Both PD and melanoma are associated with melanin (the pigment that colors your hair, skin, and eyes)5. PD is caused by the death of dopamine-producing cells (which are high in melanin), while melanoma results from the overproduction of melanin-creating cells. Although these changes are different (PD results from the loss of cells, while melanoma results from the overproduction of cells), both conditions result from melanin-related abnormalities. Therefore, some researchers believe that people with PD and people with melanoma share the same immune system irregularities2.

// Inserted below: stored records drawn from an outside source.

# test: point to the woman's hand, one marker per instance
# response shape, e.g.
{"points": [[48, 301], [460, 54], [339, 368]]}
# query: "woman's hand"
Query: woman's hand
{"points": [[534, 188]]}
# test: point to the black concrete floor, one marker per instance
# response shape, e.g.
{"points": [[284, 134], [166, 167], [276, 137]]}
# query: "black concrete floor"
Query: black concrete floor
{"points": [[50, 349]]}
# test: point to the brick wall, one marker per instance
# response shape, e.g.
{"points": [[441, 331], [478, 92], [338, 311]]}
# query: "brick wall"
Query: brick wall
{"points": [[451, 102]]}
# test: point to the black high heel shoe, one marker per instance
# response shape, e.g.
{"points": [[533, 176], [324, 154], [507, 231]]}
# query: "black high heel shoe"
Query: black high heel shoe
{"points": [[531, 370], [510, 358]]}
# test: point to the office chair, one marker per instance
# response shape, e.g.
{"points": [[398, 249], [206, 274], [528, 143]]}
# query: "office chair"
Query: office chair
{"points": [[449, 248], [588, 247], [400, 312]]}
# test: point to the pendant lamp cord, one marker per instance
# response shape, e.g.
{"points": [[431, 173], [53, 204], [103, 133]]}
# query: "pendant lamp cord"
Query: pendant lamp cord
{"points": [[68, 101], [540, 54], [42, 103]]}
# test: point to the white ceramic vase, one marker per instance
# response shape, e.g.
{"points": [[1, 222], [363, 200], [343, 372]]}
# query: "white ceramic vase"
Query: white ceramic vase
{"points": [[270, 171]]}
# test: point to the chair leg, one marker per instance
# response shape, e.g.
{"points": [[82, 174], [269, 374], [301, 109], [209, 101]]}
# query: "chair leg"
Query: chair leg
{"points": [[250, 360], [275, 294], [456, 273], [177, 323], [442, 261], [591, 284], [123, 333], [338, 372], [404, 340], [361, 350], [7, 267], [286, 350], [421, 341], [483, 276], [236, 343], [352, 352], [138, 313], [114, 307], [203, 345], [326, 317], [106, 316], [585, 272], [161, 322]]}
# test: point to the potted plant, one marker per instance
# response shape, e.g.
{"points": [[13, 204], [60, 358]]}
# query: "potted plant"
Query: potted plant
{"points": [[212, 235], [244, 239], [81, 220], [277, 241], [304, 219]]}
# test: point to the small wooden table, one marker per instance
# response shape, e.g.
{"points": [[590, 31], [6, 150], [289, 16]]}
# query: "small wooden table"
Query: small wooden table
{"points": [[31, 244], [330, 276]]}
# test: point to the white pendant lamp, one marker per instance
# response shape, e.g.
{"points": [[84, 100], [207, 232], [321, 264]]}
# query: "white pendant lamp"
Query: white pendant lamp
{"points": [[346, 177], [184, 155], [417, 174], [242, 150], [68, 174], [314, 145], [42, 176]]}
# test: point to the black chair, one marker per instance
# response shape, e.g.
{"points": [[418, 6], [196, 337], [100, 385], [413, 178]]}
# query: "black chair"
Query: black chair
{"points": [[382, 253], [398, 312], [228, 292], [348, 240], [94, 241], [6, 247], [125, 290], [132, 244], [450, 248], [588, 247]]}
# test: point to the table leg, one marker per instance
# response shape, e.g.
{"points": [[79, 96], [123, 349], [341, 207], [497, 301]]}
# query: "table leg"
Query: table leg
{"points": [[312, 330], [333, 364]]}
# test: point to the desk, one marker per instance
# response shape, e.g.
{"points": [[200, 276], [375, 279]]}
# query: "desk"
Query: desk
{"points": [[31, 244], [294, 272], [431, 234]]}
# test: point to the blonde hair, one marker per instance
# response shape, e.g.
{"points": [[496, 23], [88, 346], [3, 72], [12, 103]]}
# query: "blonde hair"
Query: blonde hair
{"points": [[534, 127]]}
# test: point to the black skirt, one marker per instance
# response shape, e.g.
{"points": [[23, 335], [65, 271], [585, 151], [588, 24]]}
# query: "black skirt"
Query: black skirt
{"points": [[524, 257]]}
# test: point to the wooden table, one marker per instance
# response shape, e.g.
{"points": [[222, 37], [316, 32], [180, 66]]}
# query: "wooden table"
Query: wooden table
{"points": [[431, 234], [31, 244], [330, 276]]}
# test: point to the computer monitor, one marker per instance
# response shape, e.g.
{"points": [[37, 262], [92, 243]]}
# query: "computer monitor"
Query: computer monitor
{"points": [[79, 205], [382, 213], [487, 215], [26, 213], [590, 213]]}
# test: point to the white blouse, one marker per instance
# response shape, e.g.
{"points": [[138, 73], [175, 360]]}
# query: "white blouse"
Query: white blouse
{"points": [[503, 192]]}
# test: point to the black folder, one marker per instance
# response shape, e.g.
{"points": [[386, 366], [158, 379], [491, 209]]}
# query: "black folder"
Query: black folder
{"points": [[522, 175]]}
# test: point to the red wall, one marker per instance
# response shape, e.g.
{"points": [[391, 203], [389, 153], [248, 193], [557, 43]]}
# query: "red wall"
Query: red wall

Melanoma and PD are associated with some of the same non-changeable, genetic factors, such as race, sex, and skin type. Your risk of PD and your risk of melanoma both increase if you are a man, if you are White, and/or if you have fair skin.6,7 Therefore, based on these genetic similarities, some researchers believe that the same genetic abnormality affects both people with PD and people with melanoma.1,3
What should I do if I have Parkinson’s disease?
People with PD should have regular screenings for melanoma, which may include seeing a dermatologist for a total body skin exam.1,2,4 People affected by PD should also take steps to minimize their risk of melanoma, such as reducing UV exposure and checking your skin regularly for any changes. You should also talk to your PD providers about melanoma.
What should I do if I have a history of melanoma?
Unlike melanoma, PD is an idiopathic disease, meaning that it occurs spontaneously, without a known cause. Therefore, people with melanoma cannot take steps to prevent PD. However, if have a history of melanoma, you can work with your healthcare provider to look for early symptoms of Parkinson’s disease, as well as discuss your family history.